Tres días más tarde el Erstborg se aprestaba a zarpar con rumbo a otros puertos. Esta vez Kammanura no estaría a bordo. Había ahorrado algunos dólares y se iba a permitir quedarse con su mujer durante algunos meses. No sé si porque la necesitaba o si porque temía que, como decían los viejos, la ausencia del marido pudiera llevarla a buscar consuelo en otros brazos, por muy descendiente que fuera de los Dajak. Un par de horas antes de que el Erstborg zarpara, Kammamura y Ahyar se acercaron al muelle para despedirse de Ricardo y para decirle que cuando volviera a Samarinda no dejara de pasar a visitarles. Ahyar, al tiempo que le daba un abrazo, le dijo:

– Sigue buscando tu estrella que algún día la encontrarás y, ese día, cuando la encuentres, desparecerá la tristeza de tu rostro. Para encontrarla dirige la vista al cielo, pero búscala en tu interior.

– ¿Vais hacia Europa? –preguntó Kammamura.

Ricardo se encogió de hombros. Ni siquiera se había molestado en preguntar cuál sería el próximo puerto. En realidad le tenía sin cuidado. Todos los puertos son igual –pensó- y todas las ciudades son lo mismo. Lo único que las hace diferentes es el estado de ánimo de la persona, y en ello influye poderosamente quién o qué pueda estar esperándote en el muelle del puerto.

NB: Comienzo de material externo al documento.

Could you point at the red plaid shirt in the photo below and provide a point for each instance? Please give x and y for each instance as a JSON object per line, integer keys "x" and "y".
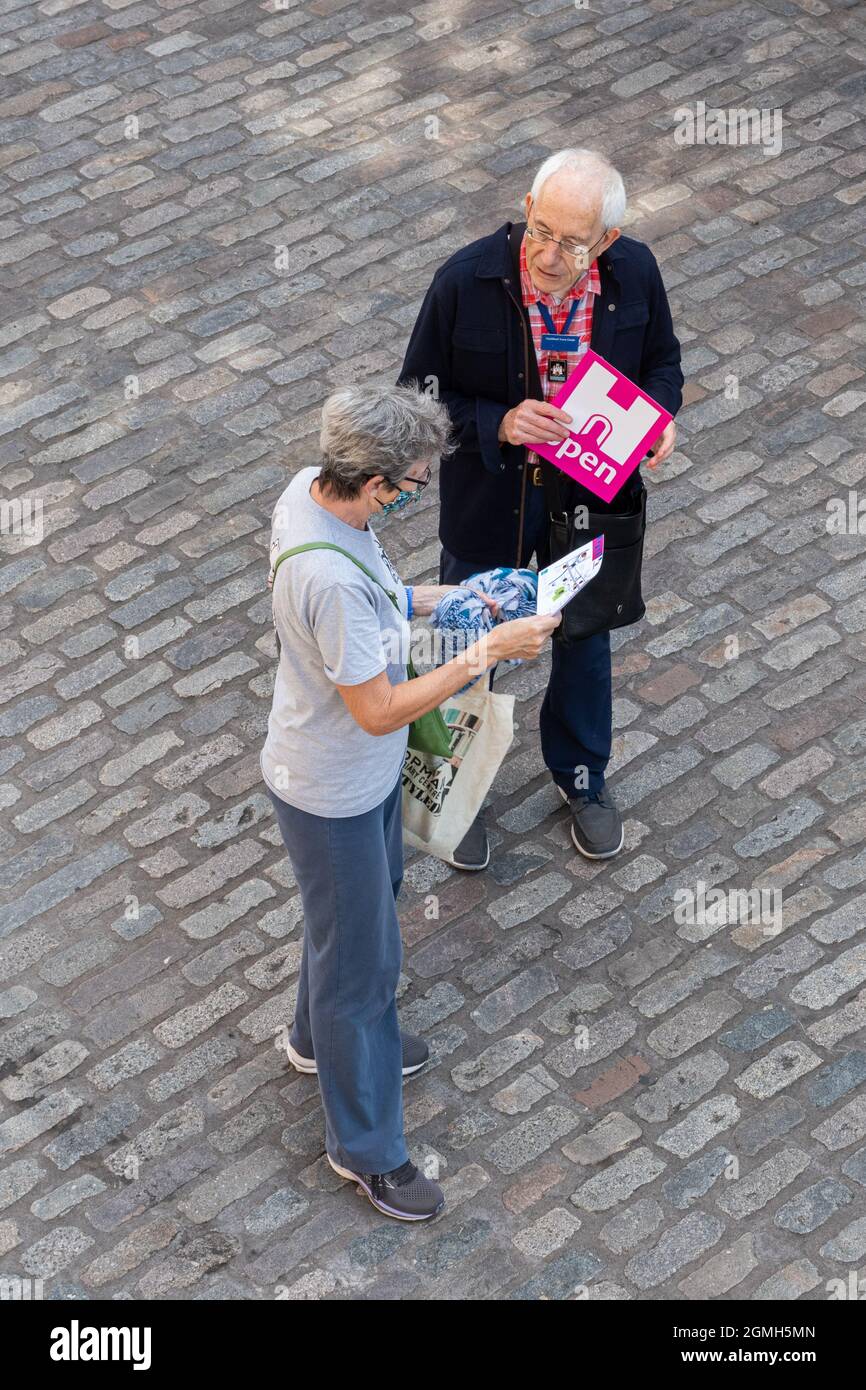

2 thoughts on “VIEJOS RECUERDOS

  1. Amigo Piorno, tu nuevo relato, Viejos recuerdos, me ha parecido tan entrañable como la mayoría de tus cuentos, relatos y publicaciones, con ese puntito de nostalgia que envuelven las vivencias de los años jóvenes. Los personajes de este especialmente, tienen todo el aspecto de haber existido realmente y te dejan el sentimiento de pérdida que han vivido y que tú tan bien reflejas en el relato. Es como si estas dos historias las hubieras vivido, o al menos presenciado tú…

    No sé cual me ha llegado más adentro, si la historia de María y Manuel, o la de Ricardo y Angelines, las dos parecen tan reales que te dejan un regusto de tristeza al sentir lo injusta que puede llegar a ser la vida.

    Por todo esto, tratemos de olvidar los malos momentos y disfrutemos de todo lo bueno que aún nos queda por vivir, (esperemos).

    Un abrazo, Guaja

  2. Hola, Guaja:

    Como ya nos tienes acostumbrados, es un placer para los sentidos leer tus sabios y bien expresados comentarios.

    Hay historias reales que parecen ser sacadas de la ficción y hay ficciones que, sin acercarse a la realidad, se asemejan a ciertas historias. Lo dejo a la imaginación de cada cual. En este caso, el relato de ambas -historias o ficciones- no son más que unas pequeñas pinceladas extraídas de mi libro «Las senda de aquella mina», donde se detallan más profundamente.